Continued from Look, I'm just a biochemist, part 1*...
Recently, I had lunch with a colleague who is concerned about how he is perceived in discovery research. The guy is a sr. scientist in DOPI's leads discovery department which assays something in the order of a gazillion compounds in screening "campaigns." He and his group are able to miniaturize assays to volumes the size of fly's tears and make the robots dance like St. Vitus on rye bread. He fits massive numbers of data points to mathematical models, and has a keen eye for what constitutes a lovely and seductive concentration response curve versus the crapola generated by compounds with horrible physical properties . Yet he was troubled. He said he felt increasingly pegged as a "technologist, and not a biologist." I gesticulated with my fork, in mid-bite of a garlicky shrimp and sputtered, bits of crustacean flying, "You, sir...you are not a biologist. You are a biochemist!"
I'm working at my third company, DOPI, and at this one, more than the other two, discovery research scientists are herded into binary bins: chemists and biologists. This wasn't the case at the previous druggie hives in which I toiled. At the first, I was part of a chemistry department, and at the second, I was a biochemist in a company whose CEO trained as an organic chemist then post-doc'ed with a well known biochemist. It was taken for granted at each company that we biochemists had one foot firmly planted in the world of biology and the other in a parallel universe of chemistry. A former colleague made a telling assessment of biochemistry. We had been hired as experienced scientists to crack an especially tough proteolytic nut. After we had been working together for a few months, he stated in wonderment that I knew "a lot about structure-activity relationships (SAR) for a biologist." I gently (!) corrected him. I am a biochemist. That's three parts "bio" and nine parts "chemistry" as one of my old mentors said.
I am not a hardcore chemist by any means. I can't set up a reaction in a hood as part of an elaborate synthesis. I know where aromatic protons fall on a NMR spectrum, and I understand the principles of NOESY and COSY, but damned if I can decipher the proton NMR spectrum of an unknown 350 MW organic molecule. I do not have the complete library of name reactions stored away in my head although a few like the Claisen condensation, Diels-Alder and Mitsunobu reactions rattle around in there. I can kinda sorta push electrons around on the white board but not on the hood sash. I'm not bad with synthesis on paper. What I am good at is chemical kinetics and visualization of molecules in three dimensions. That latter ability has served me well when working with the medicinal chemists, the computational chemists and the crystallographers.

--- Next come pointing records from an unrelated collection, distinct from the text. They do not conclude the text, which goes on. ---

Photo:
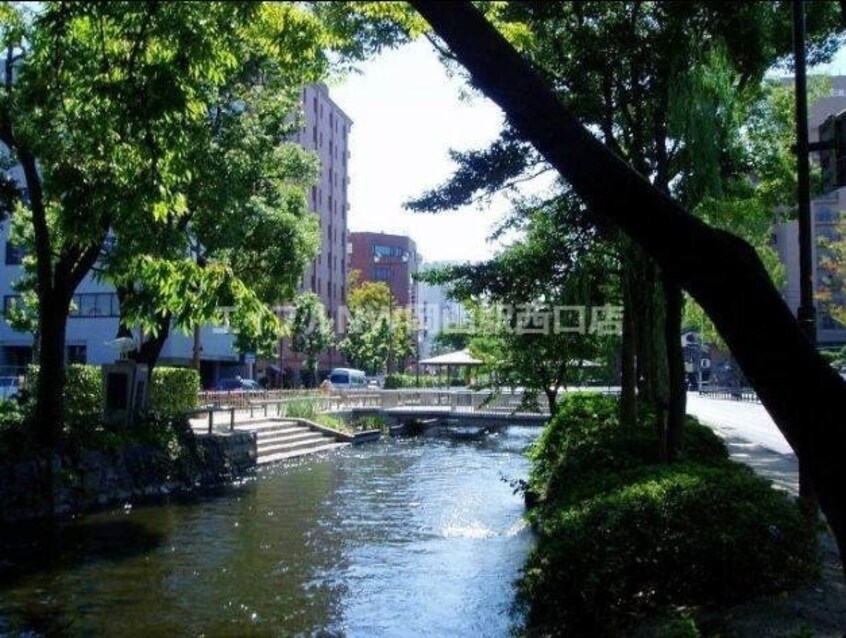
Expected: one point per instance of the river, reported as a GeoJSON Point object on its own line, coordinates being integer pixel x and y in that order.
{"type": "Point", "coordinates": [406, 537]}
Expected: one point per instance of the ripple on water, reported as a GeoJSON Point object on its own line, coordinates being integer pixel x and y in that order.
{"type": "Point", "coordinates": [414, 537]}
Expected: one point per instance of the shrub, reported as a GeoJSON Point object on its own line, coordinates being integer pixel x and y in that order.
{"type": "Point", "coordinates": [584, 448]}
{"type": "Point", "coordinates": [395, 381]}
{"type": "Point", "coordinates": [173, 391]}
{"type": "Point", "coordinates": [681, 534]}
{"type": "Point", "coordinates": [301, 409]}
{"type": "Point", "coordinates": [83, 395]}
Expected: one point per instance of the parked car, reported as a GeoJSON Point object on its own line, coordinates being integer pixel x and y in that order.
{"type": "Point", "coordinates": [9, 387]}
{"type": "Point", "coordinates": [237, 384]}
{"type": "Point", "coordinates": [347, 379]}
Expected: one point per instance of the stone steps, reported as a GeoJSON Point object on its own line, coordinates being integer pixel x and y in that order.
{"type": "Point", "coordinates": [278, 439]}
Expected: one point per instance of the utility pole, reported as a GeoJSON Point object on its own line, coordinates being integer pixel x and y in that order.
{"type": "Point", "coordinates": [806, 313]}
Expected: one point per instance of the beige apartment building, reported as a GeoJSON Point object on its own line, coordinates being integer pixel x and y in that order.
{"type": "Point", "coordinates": [325, 131]}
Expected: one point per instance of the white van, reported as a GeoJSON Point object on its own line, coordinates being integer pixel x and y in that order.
{"type": "Point", "coordinates": [347, 379]}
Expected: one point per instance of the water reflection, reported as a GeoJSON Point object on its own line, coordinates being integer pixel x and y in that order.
{"type": "Point", "coordinates": [400, 538]}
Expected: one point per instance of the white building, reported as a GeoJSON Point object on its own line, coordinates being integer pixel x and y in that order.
{"type": "Point", "coordinates": [94, 319]}
{"type": "Point", "coordinates": [436, 312]}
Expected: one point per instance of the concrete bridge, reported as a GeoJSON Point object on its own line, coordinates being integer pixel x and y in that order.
{"type": "Point", "coordinates": [444, 407]}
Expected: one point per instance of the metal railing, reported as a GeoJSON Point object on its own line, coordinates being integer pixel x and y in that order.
{"type": "Point", "coordinates": [736, 393]}
{"type": "Point", "coordinates": [279, 403]}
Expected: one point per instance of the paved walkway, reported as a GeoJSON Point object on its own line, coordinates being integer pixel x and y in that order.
{"type": "Point", "coordinates": [752, 437]}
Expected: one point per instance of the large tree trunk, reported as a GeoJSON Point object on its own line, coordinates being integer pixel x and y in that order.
{"type": "Point", "coordinates": [804, 395]}
{"type": "Point", "coordinates": [628, 365]}
{"type": "Point", "coordinates": [677, 404]}
{"type": "Point", "coordinates": [49, 393]}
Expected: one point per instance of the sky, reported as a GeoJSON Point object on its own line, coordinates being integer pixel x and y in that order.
{"type": "Point", "coordinates": [407, 114]}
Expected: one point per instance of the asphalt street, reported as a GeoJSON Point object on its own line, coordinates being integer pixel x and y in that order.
{"type": "Point", "coordinates": [751, 435]}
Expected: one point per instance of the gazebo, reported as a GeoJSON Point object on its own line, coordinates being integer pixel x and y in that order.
{"type": "Point", "coordinates": [459, 358]}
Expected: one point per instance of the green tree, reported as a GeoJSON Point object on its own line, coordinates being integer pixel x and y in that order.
{"type": "Point", "coordinates": [311, 331]}
{"type": "Point", "coordinates": [670, 106]}
{"type": "Point", "coordinates": [534, 327]}
{"type": "Point", "coordinates": [246, 218]}
{"type": "Point", "coordinates": [95, 115]}
{"type": "Point", "coordinates": [378, 334]}
{"type": "Point", "coordinates": [831, 270]}
{"type": "Point", "coordinates": [736, 292]}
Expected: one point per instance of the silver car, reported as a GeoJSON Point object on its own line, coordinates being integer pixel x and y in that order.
{"type": "Point", "coordinates": [9, 387]}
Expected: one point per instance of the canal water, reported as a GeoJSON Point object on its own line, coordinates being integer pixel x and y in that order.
{"type": "Point", "coordinates": [408, 537]}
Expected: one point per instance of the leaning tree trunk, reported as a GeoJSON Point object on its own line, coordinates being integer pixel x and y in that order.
{"type": "Point", "coordinates": [677, 403]}
{"type": "Point", "coordinates": [735, 290]}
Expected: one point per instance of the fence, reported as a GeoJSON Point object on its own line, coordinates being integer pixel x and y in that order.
{"type": "Point", "coordinates": [223, 408]}
{"type": "Point", "coordinates": [737, 393]}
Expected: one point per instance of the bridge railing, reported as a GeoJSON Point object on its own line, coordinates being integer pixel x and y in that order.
{"type": "Point", "coordinates": [220, 410]}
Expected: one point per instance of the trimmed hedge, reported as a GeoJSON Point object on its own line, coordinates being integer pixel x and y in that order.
{"type": "Point", "coordinates": [173, 391]}
{"type": "Point", "coordinates": [622, 536]}
{"type": "Point", "coordinates": [395, 381]}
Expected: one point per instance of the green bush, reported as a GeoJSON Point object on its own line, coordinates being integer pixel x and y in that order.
{"type": "Point", "coordinates": [301, 409]}
{"type": "Point", "coordinates": [584, 449]}
{"type": "Point", "coordinates": [395, 381]}
{"type": "Point", "coordinates": [173, 391]}
{"type": "Point", "coordinates": [83, 395]}
{"type": "Point", "coordinates": [682, 534]}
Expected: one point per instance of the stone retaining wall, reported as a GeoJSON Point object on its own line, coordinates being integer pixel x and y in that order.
{"type": "Point", "coordinates": [93, 479]}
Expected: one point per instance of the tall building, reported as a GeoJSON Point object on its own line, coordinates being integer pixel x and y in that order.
{"type": "Point", "coordinates": [825, 214]}
{"type": "Point", "coordinates": [94, 319]}
{"type": "Point", "coordinates": [436, 313]}
{"type": "Point", "coordinates": [390, 259]}
{"type": "Point", "coordinates": [325, 131]}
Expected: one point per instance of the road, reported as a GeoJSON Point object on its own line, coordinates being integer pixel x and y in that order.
{"type": "Point", "coordinates": [751, 435]}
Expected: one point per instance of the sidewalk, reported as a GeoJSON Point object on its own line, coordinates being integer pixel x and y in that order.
{"type": "Point", "coordinates": [754, 439]}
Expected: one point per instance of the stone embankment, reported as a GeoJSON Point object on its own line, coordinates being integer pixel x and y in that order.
{"type": "Point", "coordinates": [90, 479]}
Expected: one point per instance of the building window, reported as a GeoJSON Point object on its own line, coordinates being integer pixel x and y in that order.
{"type": "Point", "coordinates": [77, 354]}
{"type": "Point", "coordinates": [9, 302]}
{"type": "Point", "coordinates": [14, 254]}
{"type": "Point", "coordinates": [388, 251]}
{"type": "Point", "coordinates": [95, 304]}
{"type": "Point", "coordinates": [381, 273]}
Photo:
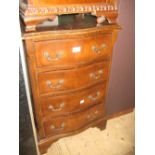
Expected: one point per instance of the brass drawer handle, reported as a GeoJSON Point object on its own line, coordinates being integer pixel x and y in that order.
{"type": "Point", "coordinates": [93, 115]}
{"type": "Point", "coordinates": [61, 106]}
{"type": "Point", "coordinates": [98, 49]}
{"type": "Point", "coordinates": [53, 127]}
{"type": "Point", "coordinates": [94, 98]}
{"type": "Point", "coordinates": [96, 75]}
{"type": "Point", "coordinates": [49, 57]}
{"type": "Point", "coordinates": [57, 85]}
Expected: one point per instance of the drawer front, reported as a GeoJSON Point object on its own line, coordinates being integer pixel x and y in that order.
{"type": "Point", "coordinates": [58, 81]}
{"type": "Point", "coordinates": [67, 53]}
{"type": "Point", "coordinates": [70, 123]}
{"type": "Point", "coordinates": [58, 2]}
{"type": "Point", "coordinates": [73, 102]}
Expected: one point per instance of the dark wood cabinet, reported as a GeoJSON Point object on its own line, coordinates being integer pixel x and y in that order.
{"type": "Point", "coordinates": [69, 67]}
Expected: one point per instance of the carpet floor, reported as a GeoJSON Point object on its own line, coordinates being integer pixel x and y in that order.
{"type": "Point", "coordinates": [117, 139]}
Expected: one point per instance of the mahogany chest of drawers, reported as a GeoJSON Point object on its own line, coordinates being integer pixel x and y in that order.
{"type": "Point", "coordinates": [69, 69]}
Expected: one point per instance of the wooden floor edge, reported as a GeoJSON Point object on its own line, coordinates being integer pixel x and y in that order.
{"type": "Point", "coordinates": [120, 113]}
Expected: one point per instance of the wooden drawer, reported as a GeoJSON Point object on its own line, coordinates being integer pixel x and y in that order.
{"type": "Point", "coordinates": [73, 102]}
{"type": "Point", "coordinates": [73, 2]}
{"type": "Point", "coordinates": [65, 80]}
{"type": "Point", "coordinates": [72, 52]}
{"type": "Point", "coordinates": [70, 123]}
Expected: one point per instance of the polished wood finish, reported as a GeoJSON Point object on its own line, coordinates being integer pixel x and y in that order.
{"type": "Point", "coordinates": [73, 102]}
{"type": "Point", "coordinates": [67, 80]}
{"type": "Point", "coordinates": [69, 90]}
{"type": "Point", "coordinates": [42, 10]}
{"type": "Point", "coordinates": [74, 122]}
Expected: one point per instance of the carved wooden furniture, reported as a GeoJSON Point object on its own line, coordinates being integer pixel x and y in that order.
{"type": "Point", "coordinates": [69, 67]}
{"type": "Point", "coordinates": [34, 12]}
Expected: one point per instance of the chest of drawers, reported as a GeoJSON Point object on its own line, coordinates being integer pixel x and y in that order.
{"type": "Point", "coordinates": [69, 73]}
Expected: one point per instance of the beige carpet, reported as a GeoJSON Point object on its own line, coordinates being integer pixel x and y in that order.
{"type": "Point", "coordinates": [116, 139]}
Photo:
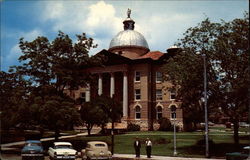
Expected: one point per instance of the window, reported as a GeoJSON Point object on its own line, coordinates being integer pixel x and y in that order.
{"type": "Point", "coordinates": [137, 94]}
{"type": "Point", "coordinates": [83, 96]}
{"type": "Point", "coordinates": [137, 112]}
{"type": "Point", "coordinates": [158, 94]}
{"type": "Point", "coordinates": [137, 76]}
{"type": "Point", "coordinates": [173, 111]}
{"type": "Point", "coordinates": [158, 77]}
{"type": "Point", "coordinates": [172, 95]}
{"type": "Point", "coordinates": [158, 112]}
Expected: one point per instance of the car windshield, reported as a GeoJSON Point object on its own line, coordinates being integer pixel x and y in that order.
{"type": "Point", "coordinates": [100, 145]}
{"type": "Point", "coordinates": [63, 146]}
{"type": "Point", "coordinates": [33, 144]}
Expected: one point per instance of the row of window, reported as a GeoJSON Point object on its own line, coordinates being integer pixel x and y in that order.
{"type": "Point", "coordinates": [159, 77]}
{"type": "Point", "coordinates": [158, 94]}
{"type": "Point", "coordinates": [158, 112]}
{"type": "Point", "coordinates": [138, 95]}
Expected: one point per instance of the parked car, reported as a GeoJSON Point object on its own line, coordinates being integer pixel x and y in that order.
{"type": "Point", "coordinates": [32, 150]}
{"type": "Point", "coordinates": [244, 155]}
{"type": "Point", "coordinates": [62, 150]}
{"type": "Point", "coordinates": [96, 150]}
{"type": "Point", "coordinates": [244, 124]}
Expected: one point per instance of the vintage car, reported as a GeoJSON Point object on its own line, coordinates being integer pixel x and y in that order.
{"type": "Point", "coordinates": [32, 150]}
{"type": "Point", "coordinates": [62, 150]}
{"type": "Point", "coordinates": [96, 150]}
{"type": "Point", "coordinates": [244, 155]}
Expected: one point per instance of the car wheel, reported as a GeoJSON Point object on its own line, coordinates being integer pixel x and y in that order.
{"type": "Point", "coordinates": [88, 158]}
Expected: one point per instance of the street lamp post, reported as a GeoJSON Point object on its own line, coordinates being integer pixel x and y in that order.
{"type": "Point", "coordinates": [173, 110]}
{"type": "Point", "coordinates": [175, 153]}
{"type": "Point", "coordinates": [205, 103]}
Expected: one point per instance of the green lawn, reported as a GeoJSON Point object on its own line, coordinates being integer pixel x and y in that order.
{"type": "Point", "coordinates": [163, 143]}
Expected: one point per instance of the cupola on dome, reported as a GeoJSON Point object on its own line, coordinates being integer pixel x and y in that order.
{"type": "Point", "coordinates": [129, 42]}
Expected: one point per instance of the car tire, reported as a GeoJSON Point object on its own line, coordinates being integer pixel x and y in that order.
{"type": "Point", "coordinates": [88, 158]}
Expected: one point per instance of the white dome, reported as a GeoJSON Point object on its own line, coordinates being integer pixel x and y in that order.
{"type": "Point", "coordinates": [128, 38]}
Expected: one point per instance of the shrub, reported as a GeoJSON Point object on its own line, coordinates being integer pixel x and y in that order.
{"type": "Point", "coordinates": [228, 125]}
{"type": "Point", "coordinates": [202, 142]}
{"type": "Point", "coordinates": [162, 140]}
{"type": "Point", "coordinates": [133, 127]}
{"type": "Point", "coordinates": [165, 124]}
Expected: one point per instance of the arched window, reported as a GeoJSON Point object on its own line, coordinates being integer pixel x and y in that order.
{"type": "Point", "coordinates": [173, 111]}
{"type": "Point", "coordinates": [158, 112]}
{"type": "Point", "coordinates": [137, 112]}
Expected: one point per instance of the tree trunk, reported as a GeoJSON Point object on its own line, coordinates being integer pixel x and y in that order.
{"type": "Point", "coordinates": [236, 131]}
{"type": "Point", "coordinates": [57, 134]}
{"type": "Point", "coordinates": [112, 138]}
{"type": "Point", "coordinates": [89, 127]}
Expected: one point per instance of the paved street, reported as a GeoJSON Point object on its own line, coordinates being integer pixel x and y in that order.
{"type": "Point", "coordinates": [116, 156]}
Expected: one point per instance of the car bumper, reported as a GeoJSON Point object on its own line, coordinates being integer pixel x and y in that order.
{"type": "Point", "coordinates": [100, 158]}
{"type": "Point", "coordinates": [65, 157]}
{"type": "Point", "coordinates": [32, 156]}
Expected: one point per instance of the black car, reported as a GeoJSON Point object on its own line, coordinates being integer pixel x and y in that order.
{"type": "Point", "coordinates": [32, 150]}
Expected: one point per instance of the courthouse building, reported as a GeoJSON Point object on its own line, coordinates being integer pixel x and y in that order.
{"type": "Point", "coordinates": [134, 75]}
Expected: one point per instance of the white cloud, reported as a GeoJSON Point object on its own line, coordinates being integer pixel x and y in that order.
{"type": "Point", "coordinates": [98, 20]}
{"type": "Point", "coordinates": [15, 51]}
{"type": "Point", "coordinates": [29, 36]}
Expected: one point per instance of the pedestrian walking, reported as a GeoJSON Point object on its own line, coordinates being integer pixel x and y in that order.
{"type": "Point", "coordinates": [148, 147]}
{"type": "Point", "coordinates": [137, 146]}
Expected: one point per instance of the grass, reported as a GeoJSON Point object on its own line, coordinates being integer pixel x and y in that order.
{"type": "Point", "coordinates": [187, 142]}
{"type": "Point", "coordinates": [187, 145]}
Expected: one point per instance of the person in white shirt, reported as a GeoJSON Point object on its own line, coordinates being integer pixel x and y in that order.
{"type": "Point", "coordinates": [137, 146]}
{"type": "Point", "coordinates": [148, 147]}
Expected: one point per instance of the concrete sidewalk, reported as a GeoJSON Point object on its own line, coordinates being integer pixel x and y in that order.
{"type": "Point", "coordinates": [144, 157]}
{"type": "Point", "coordinates": [8, 146]}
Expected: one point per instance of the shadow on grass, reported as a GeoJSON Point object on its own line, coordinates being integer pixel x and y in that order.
{"type": "Point", "coordinates": [215, 150]}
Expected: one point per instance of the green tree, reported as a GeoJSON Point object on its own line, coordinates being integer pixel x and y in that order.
{"type": "Point", "coordinates": [50, 67]}
{"type": "Point", "coordinates": [113, 109]}
{"type": "Point", "coordinates": [231, 57]}
{"type": "Point", "coordinates": [13, 95]}
{"type": "Point", "coordinates": [92, 114]}
{"type": "Point", "coordinates": [226, 48]}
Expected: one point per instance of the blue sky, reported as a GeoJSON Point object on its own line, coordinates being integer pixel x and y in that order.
{"type": "Point", "coordinates": [161, 22]}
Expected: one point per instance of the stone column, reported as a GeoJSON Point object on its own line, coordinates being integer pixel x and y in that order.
{"type": "Point", "coordinates": [125, 94]}
{"type": "Point", "coordinates": [88, 93]}
{"type": "Point", "coordinates": [100, 85]}
{"type": "Point", "coordinates": [112, 85]}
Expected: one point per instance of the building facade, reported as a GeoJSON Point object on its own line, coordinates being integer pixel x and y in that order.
{"type": "Point", "coordinates": [134, 75]}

These days, I find myself in a division with a lot of technocrats who are enamored of churning out mega-metrics of data points, some of high quality and some smacking of cigarette butts and used syringes on the sidewalks of Times Square. I have somewhat less of a connection with DOPI's medicinal chemists than I would like. Fortunately, my staff scientists have strong ties to DOPI med. chem. My group is not about massive data streams but in depth probing of mechanism and occasionally lending a helping hand when various formats of assays disconnect across other departments. The chemists appreciate this, and we have educated many of them to think beyond the IC50. A most gratifying moment of ego-stroking occurred when the head of a combined set of therapeutic areas described my fab group and me to visiting faculty from Duke and Penn as "invested in I.Q., not robotics." I felt that it is pretty much OK to be "just a biochemist."
*Lifted from Dr. Stanley Goodspeed (Nicholas Cage) in The Rock.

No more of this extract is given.